Just one question, Do i need to stamp the visa on my passport , once i get my 457 visa approved, ...thanks


----------



## amaslam (Sep 25, 2008)

Not exactly. When you get a 457 you get a visa sticker in your passport. It has a date by which you need to enter by. The immigration then stamps your passport with the entry date (a normal entry stamp that all travelers get when entering a foreign country, not on the sticker itself), this is consider 'stamping your 457' and you have then validated and entered by a certain date.



Jomet said:


> Hi Everbody..
> 
> Just one question, Do i need to stamp the visa on my passport , once i get my 457 visa approved, ...thanks


----------



## Colindp (Jul 6, 2008)

Short answer NO..we arrived in February 09 on 457 visas...waited in line for ages to get a stamp/sticker in our passports only to be told that it's no longer required...

Hope that helps....


Regards 

Colin :clap2:


----------



## amaslam (Sep 25, 2008)

Must be all electronic now (e457). I got a sticker when I came on one 6 yrs ago (low risk country as well).



Colindp said:


> Short answer NO..we arrived in February 09 on 457 visas...waited in line for ages to get a stamp/sticker in our passports only to be told that it's no longer required...
> 
> Hope that helps....
> 
> ...


----------



## THC (Feb 27, 2009)

We arrived in March of this year on a 457 and have stickers in our passports, although the guy did say that we didn't actually need them!


----------



## Hopskip30 (Jun 17, 2009)

I saw an earlier post from max_london that said they had been to the embassy to get their visa stamped and I must admit I had a huge panick!!!!

We are due to fly on 30th October and was under the impression that I didn't need a physical sticker.... so I have just been through my paperwork and emails and confirmed that if UK passport, travelling from UK to Australia then the Visa is electronically attached to the passport number, so providing you haven't changed your passport since the visa was approved it should be fine.

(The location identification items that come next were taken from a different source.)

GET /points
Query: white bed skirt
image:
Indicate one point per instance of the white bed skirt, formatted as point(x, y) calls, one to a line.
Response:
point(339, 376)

I have printed copies of the emails etc just in case even though it says you don't need to.

Julia x


----------



## Ronan20 (Apr 4, 2011)

I Just want to confirm something:
I do not need to go to London to get my passport stamped. I just turn up on the flight with my passport and when I arrive in Australia I will need to have a copy of my visa grant number and paperwork??

Am I correct??


----------